The company’s new plans follow moves to close an automatic transmission plant in Bordeaux, combine administrative headquarters in Britain and end production of its C-Max models in Saarlouis, Germany.
“In the last couple of decades, Ford of Europe has never really been sustainably profitable,” Steven Armstrong, company vice-president and head of its operations in Europe, Middle East and Africa, said in a conference call with reporters.
“We can only allocate capital to areas where we can get a return on that capital.”
Global automakers face multiple challenges.
They must adjust to sweeping change expected from a move toward battery-powered and autonomous vehicles, and toward providing transportation as a service through ride-hailing and car-sharing smartphone apps.
Carmakers are also facing a shift in consumer preference away from sedans and hatchbacks to sport-utility vehicles.
Meanwhile government regulation in the European Union and China are pushing them to develop more electric cars.
On top of that, consumer and business confidence have been hit by worries about Britain’s possible departure from the European Union without a negotiated trade deal, and by the U.S.-China trade disputes.
One key headwind – slowing auto sales in China – was the big issue for Jaguar Land Rover. The company says it will cut 4,500 jobs as it deals with the China downturn and growing uncertainty about the terms of Brexit. The luxury carmaker, owned by India’s Tata, says the cuts will be in addition to the 1,500 people who left the business in 2018. The company employs about 44,000 people in the U.K.
Christian Stadler, professor of strategic management at Warwick Business School, says Jaguar was facing a “perfect storm of challenges,” with the drop in Chinese sales being the most immediate problem.
“That is JLR’s biggest market, but car buyers there are reluctant to make expensive purchases as the economy is growing at its slowest rate for a decade and the country is locked in a trade war with the U.S.,” Stadler says.
The cuts will not just be bad news for the Jaguar staff, Stadler says. Thousands more workers in the U.K. are part of Jaguar supply chain – jobs that will now also be at risk.
“Brexit is another factor, with businesses increasingly concerned about the prospect of a ‘no deal’ Brexit, which would mean
tighter border controls,” he says. “That would cause massive disruption as the U.K. car manufacturing industry is so closely integrated with Europe.”
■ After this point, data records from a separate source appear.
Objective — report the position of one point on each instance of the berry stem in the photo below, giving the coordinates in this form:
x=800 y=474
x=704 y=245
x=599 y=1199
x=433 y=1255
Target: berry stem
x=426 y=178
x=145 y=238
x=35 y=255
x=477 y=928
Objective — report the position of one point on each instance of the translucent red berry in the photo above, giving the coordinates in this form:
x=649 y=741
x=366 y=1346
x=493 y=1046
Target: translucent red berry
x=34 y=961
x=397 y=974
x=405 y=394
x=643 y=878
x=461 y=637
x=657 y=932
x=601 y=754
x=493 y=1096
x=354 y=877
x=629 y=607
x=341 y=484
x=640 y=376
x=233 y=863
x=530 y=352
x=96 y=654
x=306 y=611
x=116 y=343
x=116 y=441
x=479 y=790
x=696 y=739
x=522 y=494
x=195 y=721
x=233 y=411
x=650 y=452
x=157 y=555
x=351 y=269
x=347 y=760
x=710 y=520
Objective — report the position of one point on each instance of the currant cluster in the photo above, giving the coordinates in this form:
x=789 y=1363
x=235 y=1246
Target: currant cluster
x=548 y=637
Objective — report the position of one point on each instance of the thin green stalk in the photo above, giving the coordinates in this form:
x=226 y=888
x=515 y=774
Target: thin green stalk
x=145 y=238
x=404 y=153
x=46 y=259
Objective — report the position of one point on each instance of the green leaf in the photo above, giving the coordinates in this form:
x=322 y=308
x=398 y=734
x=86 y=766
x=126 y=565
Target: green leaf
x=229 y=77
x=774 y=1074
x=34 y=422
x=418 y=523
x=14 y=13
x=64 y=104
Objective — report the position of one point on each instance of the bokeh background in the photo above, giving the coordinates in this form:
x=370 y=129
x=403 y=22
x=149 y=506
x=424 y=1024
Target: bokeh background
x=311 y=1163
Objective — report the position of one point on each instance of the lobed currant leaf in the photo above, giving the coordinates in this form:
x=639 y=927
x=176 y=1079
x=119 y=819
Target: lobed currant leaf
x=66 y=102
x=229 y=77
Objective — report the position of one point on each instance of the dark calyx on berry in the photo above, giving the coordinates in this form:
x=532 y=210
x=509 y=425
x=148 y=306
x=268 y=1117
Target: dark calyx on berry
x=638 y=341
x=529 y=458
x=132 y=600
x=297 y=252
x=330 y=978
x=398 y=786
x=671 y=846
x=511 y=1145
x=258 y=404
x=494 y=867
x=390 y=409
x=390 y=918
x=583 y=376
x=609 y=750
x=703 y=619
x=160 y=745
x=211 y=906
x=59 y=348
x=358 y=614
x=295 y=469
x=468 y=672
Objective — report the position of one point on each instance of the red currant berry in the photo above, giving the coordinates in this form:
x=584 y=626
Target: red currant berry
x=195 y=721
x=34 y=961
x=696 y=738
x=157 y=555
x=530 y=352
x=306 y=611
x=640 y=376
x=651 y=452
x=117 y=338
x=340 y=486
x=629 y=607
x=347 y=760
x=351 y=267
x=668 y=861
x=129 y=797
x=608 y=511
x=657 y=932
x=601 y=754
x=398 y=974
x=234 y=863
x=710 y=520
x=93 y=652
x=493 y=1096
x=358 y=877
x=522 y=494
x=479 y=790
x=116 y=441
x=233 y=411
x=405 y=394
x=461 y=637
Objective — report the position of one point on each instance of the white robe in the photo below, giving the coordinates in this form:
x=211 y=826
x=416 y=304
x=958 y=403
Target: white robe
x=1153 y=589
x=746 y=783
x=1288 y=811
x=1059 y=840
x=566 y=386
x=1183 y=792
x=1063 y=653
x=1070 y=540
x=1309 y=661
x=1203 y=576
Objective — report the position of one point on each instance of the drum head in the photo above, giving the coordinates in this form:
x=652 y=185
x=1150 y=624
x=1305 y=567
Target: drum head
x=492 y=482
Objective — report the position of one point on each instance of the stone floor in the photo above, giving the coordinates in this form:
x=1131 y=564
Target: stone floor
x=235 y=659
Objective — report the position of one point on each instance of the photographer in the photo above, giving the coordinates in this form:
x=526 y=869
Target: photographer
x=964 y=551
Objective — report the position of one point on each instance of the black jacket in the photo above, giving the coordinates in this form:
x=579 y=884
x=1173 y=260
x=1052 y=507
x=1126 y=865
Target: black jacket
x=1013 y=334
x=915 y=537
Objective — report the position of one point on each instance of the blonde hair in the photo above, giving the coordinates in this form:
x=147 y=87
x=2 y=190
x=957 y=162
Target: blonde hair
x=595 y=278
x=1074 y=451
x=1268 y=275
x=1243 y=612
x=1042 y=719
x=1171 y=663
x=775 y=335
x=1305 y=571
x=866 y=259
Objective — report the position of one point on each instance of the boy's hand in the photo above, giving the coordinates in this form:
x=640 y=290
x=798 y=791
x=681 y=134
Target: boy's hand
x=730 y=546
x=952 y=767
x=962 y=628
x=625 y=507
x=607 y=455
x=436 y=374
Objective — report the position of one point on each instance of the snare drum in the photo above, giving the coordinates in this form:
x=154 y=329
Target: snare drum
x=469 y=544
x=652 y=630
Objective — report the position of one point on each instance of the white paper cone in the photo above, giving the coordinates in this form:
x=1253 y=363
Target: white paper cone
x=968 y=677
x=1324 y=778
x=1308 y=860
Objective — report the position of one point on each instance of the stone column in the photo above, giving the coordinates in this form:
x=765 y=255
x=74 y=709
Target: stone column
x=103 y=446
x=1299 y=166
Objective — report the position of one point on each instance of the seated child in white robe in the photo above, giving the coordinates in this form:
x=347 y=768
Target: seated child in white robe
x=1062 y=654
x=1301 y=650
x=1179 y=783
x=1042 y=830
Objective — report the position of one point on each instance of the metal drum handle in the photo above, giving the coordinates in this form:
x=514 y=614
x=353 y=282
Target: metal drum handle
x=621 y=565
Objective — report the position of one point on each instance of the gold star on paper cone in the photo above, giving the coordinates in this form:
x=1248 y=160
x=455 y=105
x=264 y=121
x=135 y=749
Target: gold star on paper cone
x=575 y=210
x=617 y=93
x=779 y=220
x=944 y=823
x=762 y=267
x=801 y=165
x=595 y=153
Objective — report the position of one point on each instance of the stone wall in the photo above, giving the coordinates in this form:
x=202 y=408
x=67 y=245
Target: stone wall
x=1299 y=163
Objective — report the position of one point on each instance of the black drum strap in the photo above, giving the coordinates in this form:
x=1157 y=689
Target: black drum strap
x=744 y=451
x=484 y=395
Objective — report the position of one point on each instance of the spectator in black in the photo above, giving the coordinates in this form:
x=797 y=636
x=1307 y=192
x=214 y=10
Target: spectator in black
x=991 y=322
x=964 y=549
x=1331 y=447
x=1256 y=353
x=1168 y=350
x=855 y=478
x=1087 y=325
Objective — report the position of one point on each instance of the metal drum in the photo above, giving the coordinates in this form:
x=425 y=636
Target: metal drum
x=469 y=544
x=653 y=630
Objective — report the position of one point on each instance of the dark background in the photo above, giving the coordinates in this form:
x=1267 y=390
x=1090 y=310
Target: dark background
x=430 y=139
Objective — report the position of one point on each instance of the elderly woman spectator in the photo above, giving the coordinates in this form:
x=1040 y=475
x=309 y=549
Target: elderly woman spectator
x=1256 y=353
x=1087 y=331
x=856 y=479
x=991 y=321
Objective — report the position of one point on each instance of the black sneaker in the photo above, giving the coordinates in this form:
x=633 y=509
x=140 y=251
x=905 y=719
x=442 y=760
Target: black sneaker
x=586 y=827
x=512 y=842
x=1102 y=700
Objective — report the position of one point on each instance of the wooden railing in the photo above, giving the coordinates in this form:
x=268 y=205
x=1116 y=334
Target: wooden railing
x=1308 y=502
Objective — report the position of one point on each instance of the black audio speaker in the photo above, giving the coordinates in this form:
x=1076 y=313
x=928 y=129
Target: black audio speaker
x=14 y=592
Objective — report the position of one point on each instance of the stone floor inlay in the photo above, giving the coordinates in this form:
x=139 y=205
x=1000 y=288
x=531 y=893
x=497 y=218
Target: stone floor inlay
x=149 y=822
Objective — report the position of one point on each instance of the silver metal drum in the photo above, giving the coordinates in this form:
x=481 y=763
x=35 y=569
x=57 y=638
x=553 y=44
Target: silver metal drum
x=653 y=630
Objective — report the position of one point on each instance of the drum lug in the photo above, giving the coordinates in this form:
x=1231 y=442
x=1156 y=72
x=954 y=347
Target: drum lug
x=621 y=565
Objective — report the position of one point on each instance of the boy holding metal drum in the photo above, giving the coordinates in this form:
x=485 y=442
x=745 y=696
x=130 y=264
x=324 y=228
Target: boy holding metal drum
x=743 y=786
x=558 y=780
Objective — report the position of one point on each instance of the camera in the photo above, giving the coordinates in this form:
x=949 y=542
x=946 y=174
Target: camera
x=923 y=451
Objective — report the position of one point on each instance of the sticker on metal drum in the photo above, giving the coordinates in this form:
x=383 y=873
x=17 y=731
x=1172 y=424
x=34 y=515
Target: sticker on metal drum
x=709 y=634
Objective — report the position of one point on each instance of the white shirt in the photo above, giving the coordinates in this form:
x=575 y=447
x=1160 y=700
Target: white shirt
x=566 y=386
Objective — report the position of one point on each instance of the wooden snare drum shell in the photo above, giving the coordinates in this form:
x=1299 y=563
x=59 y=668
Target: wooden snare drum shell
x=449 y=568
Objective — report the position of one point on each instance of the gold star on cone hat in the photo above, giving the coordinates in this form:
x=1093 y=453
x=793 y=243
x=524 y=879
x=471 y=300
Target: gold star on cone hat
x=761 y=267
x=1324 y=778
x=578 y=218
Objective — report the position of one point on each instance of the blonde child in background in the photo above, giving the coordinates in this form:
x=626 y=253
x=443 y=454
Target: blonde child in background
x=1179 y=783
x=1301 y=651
The Europe announcements follow General Motors’ disclosure in November that it would lay off 14,000 factory and white-collar workers in North America and put five plants up for possible closure as it restructures to cut costs and focus more on autonomous and electric technology. Volkswagen has said it will see an unspecified number of job reductions as it changes three plants in Germany to production of electric vehicles, but assures there will be no involuntary departures before 2028.